13 thoughts on “So.”

  1. Combat: If PCs die too often, your hard moves are too hard. If they hardly take take damage, they are too soft.

    Everything else: Hard moves should change the fiction significantly. They should have consequences or cause dillemmas. Soft moves should allow the PCs to change the fiction significantly. They should present them with choices.

  2. What Wynand said, with this caveat. All moves should change the fiction. Regardless of if they are soft or hard.

    If your hard moves are “too hard” that probably means you’re dealing damage too much when you could be using those moves on more interesting stuff.

    Remember to think of that move sheet as interpretative list of ideas. Not concrete concepts and broaden your horizons.

  3. This is interesting, as I’ve more often encountered the opposite problem.

    My feeling is that as long as you’re following your agenda and principles, no move is too hard. Even a very soft move feels bad if the GM isn’t being a fan of the characters.

  4. We make a lot of GM moves in a game, which means we can usually compensate for the mistakes we make as we go along.

    However, there are two moves that can prove difficult to correct without breaking the illusion of your game:

    – the ill advised death sentence

    – giving out an overpowered item

    The imminence of Death is an important part of the DW game. But, unless resurrection is a thing in your game, character death is very hard to correct if you call it wrong.  My personal rule to cover this is: character deaths should be heroic, never arbitrary.

    If a character ends up with an overpowered item or other loot, it can be very difficult to correct that without looking like you’re blatantly nerfing their new found power.

    Fortunately, overpowered items are less of a problem in DW, for the simple reason that DW games work fine without magic items, and characters don’t need them to be powerful.

  5. A move is “too hard” if it breaks the expectations of the players and you can’t point to some fictional justification.
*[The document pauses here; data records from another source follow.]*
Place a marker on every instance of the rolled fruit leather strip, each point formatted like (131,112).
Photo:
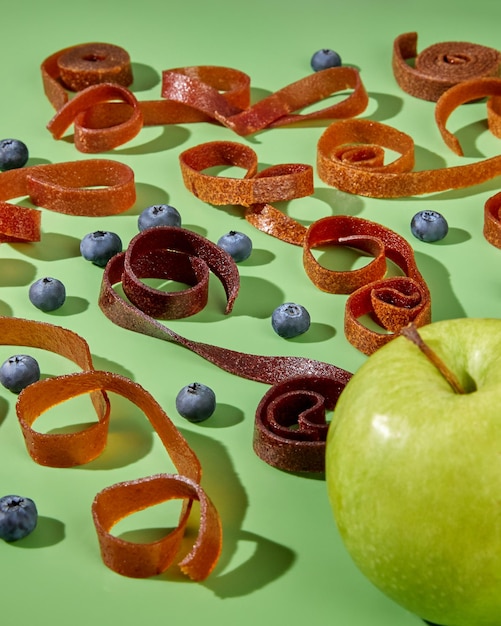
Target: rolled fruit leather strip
(393,304)
(137,317)
(297,373)
(74,448)
(351,158)
(179,254)
(76,67)
(93,187)
(290,427)
(255,190)
(434,70)
(189,94)
(466,92)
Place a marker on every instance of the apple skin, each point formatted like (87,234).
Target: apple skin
(413,472)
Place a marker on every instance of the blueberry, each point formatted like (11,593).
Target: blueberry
(325,58)
(237,245)
(429,226)
(19,371)
(47,294)
(18,517)
(159,215)
(196,402)
(100,246)
(13,154)
(290,320)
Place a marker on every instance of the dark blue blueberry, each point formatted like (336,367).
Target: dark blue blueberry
(290,320)
(429,226)
(159,215)
(18,517)
(13,154)
(196,402)
(100,246)
(19,371)
(47,294)
(237,245)
(325,58)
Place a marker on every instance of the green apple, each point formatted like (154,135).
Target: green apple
(413,471)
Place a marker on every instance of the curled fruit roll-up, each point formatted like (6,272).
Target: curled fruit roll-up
(140,314)
(106,114)
(351,157)
(77,447)
(430,73)
(393,304)
(93,187)
(290,428)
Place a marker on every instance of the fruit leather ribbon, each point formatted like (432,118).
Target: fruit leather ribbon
(430,73)
(289,448)
(93,187)
(74,448)
(106,114)
(393,303)
(351,157)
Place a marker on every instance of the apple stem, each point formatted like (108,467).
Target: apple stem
(411,332)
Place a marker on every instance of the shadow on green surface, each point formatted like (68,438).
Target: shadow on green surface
(225,416)
(4,409)
(388,106)
(145,77)
(147,195)
(170,137)
(14,272)
(268,560)
(73,305)
(48,532)
(52,247)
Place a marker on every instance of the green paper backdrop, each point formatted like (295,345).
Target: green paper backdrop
(283,560)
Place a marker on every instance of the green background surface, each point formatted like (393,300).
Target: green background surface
(283,560)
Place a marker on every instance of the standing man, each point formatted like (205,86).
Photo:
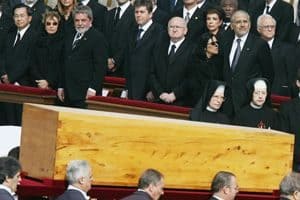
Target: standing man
(283,56)
(245,56)
(119,21)
(171,67)
(10,177)
(150,186)
(79,176)
(15,57)
(140,50)
(224,186)
(85,61)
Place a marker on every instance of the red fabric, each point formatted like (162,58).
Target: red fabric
(141,104)
(26,90)
(276,99)
(31,187)
(114,80)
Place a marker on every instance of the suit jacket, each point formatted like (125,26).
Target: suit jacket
(171,75)
(71,195)
(15,59)
(117,37)
(99,15)
(138,61)
(4,195)
(138,195)
(196,25)
(285,70)
(84,66)
(255,61)
(284,15)
(165,5)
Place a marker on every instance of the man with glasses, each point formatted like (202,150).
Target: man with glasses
(224,186)
(282,54)
(170,66)
(150,186)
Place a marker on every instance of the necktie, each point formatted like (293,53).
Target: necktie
(117,15)
(139,34)
(172,5)
(237,54)
(18,38)
(76,39)
(172,52)
(187,17)
(268,9)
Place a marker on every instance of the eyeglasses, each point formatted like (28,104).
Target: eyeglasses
(268,27)
(53,23)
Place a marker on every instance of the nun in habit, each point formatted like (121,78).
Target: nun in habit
(208,108)
(258,112)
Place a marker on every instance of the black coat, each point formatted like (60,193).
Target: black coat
(47,59)
(84,66)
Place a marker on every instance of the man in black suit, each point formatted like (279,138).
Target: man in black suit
(141,46)
(224,186)
(290,112)
(245,56)
(193,15)
(85,61)
(15,57)
(282,12)
(79,176)
(150,186)
(283,56)
(99,13)
(10,177)
(170,5)
(118,23)
(171,67)
(290,187)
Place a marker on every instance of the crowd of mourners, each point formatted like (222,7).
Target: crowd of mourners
(224,58)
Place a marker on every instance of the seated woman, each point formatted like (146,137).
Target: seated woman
(257,113)
(208,109)
(47,54)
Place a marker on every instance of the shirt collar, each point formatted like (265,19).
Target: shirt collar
(4,187)
(71,187)
(191,11)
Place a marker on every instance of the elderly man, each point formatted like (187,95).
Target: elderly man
(10,177)
(290,187)
(283,56)
(170,74)
(150,186)
(79,177)
(224,186)
(85,61)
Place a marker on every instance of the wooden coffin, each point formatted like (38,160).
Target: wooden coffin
(121,146)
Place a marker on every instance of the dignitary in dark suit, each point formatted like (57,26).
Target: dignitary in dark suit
(99,13)
(224,186)
(17,53)
(209,107)
(79,176)
(245,56)
(141,47)
(258,112)
(290,187)
(10,177)
(194,18)
(171,68)
(282,12)
(119,22)
(283,54)
(150,186)
(290,112)
(85,61)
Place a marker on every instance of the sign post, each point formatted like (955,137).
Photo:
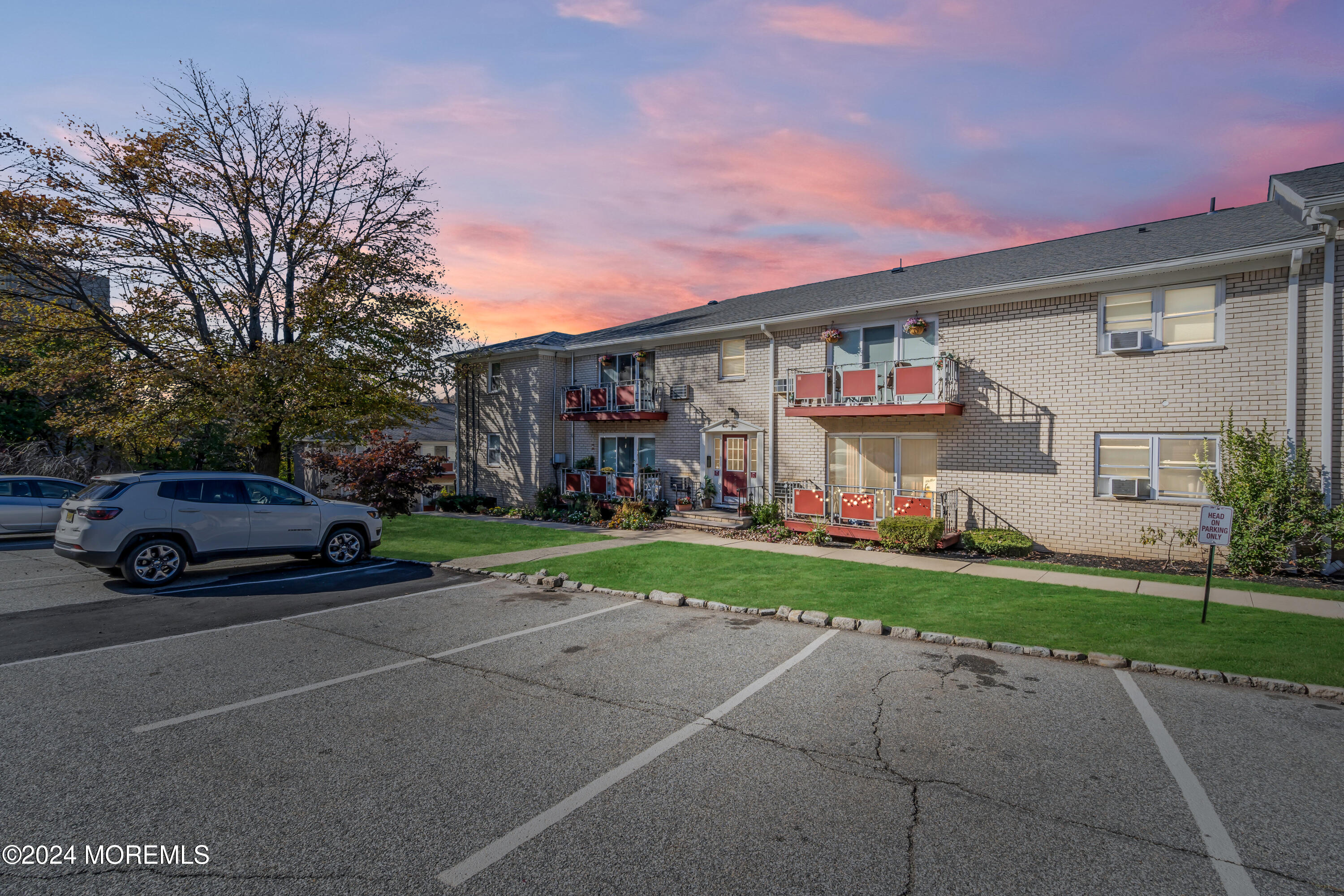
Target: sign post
(1215,530)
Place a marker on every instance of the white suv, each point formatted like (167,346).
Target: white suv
(150,526)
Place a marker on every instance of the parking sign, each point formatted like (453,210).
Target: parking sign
(1215,526)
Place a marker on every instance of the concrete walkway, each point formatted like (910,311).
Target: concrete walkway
(1234,597)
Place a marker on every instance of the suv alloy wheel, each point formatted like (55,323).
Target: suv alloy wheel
(154,563)
(343,547)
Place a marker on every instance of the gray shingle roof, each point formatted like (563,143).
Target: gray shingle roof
(1172,240)
(1311,183)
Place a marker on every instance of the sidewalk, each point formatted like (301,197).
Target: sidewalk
(1233,597)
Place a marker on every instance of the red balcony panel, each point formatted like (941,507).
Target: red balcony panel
(810,501)
(857,507)
(875,410)
(914,381)
(912,507)
(810,386)
(858,383)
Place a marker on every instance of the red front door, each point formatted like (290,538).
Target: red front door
(734,469)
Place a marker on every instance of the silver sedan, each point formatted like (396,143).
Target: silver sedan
(33,503)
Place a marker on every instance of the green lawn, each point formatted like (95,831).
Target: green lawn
(1242,640)
(439,538)
(1241,585)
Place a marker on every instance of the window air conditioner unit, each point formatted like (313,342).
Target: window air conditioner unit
(1129,488)
(1129,340)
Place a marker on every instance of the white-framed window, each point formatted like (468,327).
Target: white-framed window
(628,454)
(887,343)
(733,359)
(1155,465)
(1178,316)
(625,369)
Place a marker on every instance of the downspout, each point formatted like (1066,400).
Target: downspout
(1332,224)
(1293,349)
(769,397)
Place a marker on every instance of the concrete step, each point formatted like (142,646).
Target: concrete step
(718,521)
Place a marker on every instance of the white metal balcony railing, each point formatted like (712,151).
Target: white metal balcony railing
(613,485)
(865,507)
(621,396)
(877,383)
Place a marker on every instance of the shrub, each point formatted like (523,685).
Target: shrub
(1004,543)
(464,503)
(765,513)
(910,534)
(1276,499)
(632,515)
(819,535)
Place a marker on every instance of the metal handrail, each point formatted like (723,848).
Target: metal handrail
(839,385)
(619,396)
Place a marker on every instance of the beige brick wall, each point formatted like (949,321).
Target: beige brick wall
(1035,393)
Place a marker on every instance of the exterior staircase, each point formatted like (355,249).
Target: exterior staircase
(710,519)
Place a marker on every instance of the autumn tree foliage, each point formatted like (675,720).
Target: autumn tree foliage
(389,474)
(268,272)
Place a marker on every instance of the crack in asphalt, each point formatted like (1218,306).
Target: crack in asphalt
(849,762)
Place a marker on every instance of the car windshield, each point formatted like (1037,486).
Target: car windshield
(101,491)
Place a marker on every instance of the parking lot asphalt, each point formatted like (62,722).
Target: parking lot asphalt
(514,741)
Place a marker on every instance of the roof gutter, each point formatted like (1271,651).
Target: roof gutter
(1041,283)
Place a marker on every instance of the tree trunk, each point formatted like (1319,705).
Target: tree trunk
(268,456)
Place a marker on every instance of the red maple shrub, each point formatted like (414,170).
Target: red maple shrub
(389,474)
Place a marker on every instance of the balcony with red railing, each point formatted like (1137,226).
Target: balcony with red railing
(881,389)
(615,401)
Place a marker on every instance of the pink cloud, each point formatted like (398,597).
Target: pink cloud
(613,13)
(832,23)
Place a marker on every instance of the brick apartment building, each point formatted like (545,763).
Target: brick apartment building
(1068,389)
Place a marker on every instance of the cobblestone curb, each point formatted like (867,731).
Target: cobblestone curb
(874,626)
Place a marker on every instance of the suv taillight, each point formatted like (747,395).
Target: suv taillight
(99,513)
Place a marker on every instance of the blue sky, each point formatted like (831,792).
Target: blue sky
(603,160)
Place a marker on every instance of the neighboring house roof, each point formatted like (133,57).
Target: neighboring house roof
(1312,185)
(1120,250)
(443,428)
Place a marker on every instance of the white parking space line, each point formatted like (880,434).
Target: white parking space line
(296,578)
(242,625)
(479,862)
(1222,852)
(328,683)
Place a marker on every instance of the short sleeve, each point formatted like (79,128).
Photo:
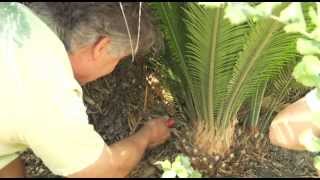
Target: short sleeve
(52,117)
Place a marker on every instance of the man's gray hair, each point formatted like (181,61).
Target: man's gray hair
(80,23)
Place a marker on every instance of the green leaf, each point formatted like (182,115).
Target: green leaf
(166,165)
(212,4)
(308,47)
(316,162)
(239,12)
(315,34)
(310,141)
(185,160)
(266,8)
(293,15)
(169,174)
(307,71)
(315,18)
(195,174)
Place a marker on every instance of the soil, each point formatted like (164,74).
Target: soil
(115,103)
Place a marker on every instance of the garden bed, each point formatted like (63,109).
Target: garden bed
(116,101)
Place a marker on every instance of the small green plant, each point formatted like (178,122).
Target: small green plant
(181,167)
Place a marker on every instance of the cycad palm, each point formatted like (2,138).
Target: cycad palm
(217,66)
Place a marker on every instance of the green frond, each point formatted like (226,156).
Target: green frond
(177,77)
(266,51)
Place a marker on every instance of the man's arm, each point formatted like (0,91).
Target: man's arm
(120,158)
(290,123)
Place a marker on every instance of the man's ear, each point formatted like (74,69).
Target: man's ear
(100,47)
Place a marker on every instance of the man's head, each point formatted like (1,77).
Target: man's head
(95,34)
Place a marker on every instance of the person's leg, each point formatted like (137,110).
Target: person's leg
(290,123)
(15,169)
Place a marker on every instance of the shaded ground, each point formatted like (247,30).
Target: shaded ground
(114,104)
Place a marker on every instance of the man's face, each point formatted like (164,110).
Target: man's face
(94,61)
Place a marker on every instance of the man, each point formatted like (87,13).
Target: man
(290,125)
(41,97)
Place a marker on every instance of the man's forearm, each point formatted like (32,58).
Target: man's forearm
(129,152)
(118,159)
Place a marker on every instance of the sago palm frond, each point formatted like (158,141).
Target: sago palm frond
(267,49)
(175,69)
(211,50)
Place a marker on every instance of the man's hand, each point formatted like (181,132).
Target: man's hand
(157,132)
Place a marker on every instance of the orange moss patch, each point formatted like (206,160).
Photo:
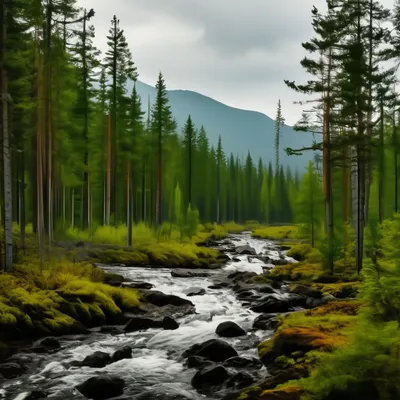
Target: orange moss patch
(350,307)
(290,340)
(293,392)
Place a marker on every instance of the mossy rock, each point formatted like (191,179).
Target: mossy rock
(292,392)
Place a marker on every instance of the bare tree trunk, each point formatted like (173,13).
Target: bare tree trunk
(129,204)
(8,245)
(108,183)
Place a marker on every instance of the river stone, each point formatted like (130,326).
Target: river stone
(266,322)
(122,354)
(197,362)
(214,349)
(46,344)
(194,291)
(169,324)
(138,285)
(229,329)
(161,299)
(98,359)
(102,387)
(11,370)
(189,274)
(246,249)
(210,377)
(241,380)
(141,323)
(36,395)
(243,362)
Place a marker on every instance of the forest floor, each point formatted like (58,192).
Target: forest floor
(304,338)
(68,294)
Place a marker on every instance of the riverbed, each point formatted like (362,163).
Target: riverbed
(156,366)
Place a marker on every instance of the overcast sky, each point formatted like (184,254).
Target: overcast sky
(235,51)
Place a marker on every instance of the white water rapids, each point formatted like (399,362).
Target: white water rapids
(156,362)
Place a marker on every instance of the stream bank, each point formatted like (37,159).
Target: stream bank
(167,361)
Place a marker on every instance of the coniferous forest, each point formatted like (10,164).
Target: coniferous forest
(96,179)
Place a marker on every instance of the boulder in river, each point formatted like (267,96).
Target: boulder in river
(36,395)
(229,329)
(138,323)
(169,324)
(214,349)
(161,299)
(246,249)
(11,370)
(194,291)
(210,377)
(198,362)
(46,345)
(243,362)
(98,359)
(189,274)
(102,387)
(122,354)
(138,285)
(266,322)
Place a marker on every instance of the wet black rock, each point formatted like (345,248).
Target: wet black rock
(198,362)
(111,329)
(241,380)
(246,249)
(307,291)
(161,299)
(189,274)
(266,322)
(138,285)
(141,323)
(215,350)
(11,370)
(229,329)
(36,395)
(169,324)
(210,377)
(243,362)
(153,395)
(102,387)
(194,291)
(121,354)
(46,345)
(98,359)
(223,258)
(272,304)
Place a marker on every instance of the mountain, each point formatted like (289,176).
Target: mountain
(241,130)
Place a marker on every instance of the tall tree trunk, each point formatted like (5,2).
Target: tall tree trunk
(159,180)
(108,183)
(327,167)
(129,204)
(396,169)
(381,165)
(86,210)
(7,187)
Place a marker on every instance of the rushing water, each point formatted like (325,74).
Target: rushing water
(156,363)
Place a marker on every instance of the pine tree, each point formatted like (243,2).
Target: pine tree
(279,123)
(162,124)
(189,140)
(120,68)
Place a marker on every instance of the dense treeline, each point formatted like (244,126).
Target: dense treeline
(80,150)
(353,105)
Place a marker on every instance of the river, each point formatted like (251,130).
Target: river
(156,362)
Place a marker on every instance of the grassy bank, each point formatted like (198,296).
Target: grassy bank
(63,299)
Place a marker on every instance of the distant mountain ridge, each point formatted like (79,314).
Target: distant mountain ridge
(241,130)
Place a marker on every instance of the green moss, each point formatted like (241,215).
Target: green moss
(29,307)
(276,232)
Like, if someone thinks “that came outta nowhere,” then you’re probably doing it wrong.  If you telegraphed and they hand you the proverbial golden platter, hit ’em.  Hard.

    Now, with that said, I’ve a general concern about fun and getting stuff done.  Hard moves (or hardish soft moves) can cause a situation to escalate and escalate and make a scene take longer to resolve than anyone is interested in it taking. Yes, we’re playing to find out, but it can get annoying when the more-or-less random “threat approaches the camp” encounter ends up taking a couple hours of game time to resolve. 

    I don’t have a great solution for this. Part of it is choosing the threats you bring to bear. Another part might be zooming out and letting individual rolls accomplish bigger things (though the system will fight you a little there, because the core combat moves operate so discretely). I’ve got a feeling that choosing more “success with a cost” hard moves might help as well, but you end up balancing principles against each other (like “be a fan” vs. “begin & end with the fiction”).

  6. We have a player in our current game who’s been carrying around a scrimshaw knife that was given to him by a servant of, or form of Death.

    The character, a Would-Be-Hero, has used it on occasion to stab at terrifying and otherwise-defended things (full-borne nightmares, a shambling wyrm that moldered flesh) and harmed them well.

    Then he turned the knife on himself as part of an offering for a ritual that required the “bones of one who matters to you.”

    He meant to give his arm, I think.

    Then I thought about it for a moment and said:

    “Alright, roll Last Breath.

    He failed, spectacularly. On a roll that we allowed Impetuous Youth (like the Barbarian’s Hunger; but for heroic foolishness).

    So he met with Death, in the rotting chapel where the dead wash to, and was given a quest that, should he fail, will have him meet an ignoble and all-but-forgotten end.

    What I’ve learned with the Hard Moves is that you have to take something from them; just be sure that when you do, you move the story forward in a way that’s compelling.

  7. “What I’ve learned with the Hard Moves is that you have to take something from them; just be sure that when you do, you move the story forward in a way that’s compelling.”

    – What Jarod Cerf  said ^

  8. If your players just shrug when rolling a miss or cheer for the XP they get, your moves aren’t hard enough. 

    If people are completely afraid of making moves because they might fail your moves might be too hard. 

  9. Jeremy Strandberg, Michael D

    What I love is how the players (and their characters) give weight to the world around them.

    And I’m immensely grateful that my players are open to what follows from that.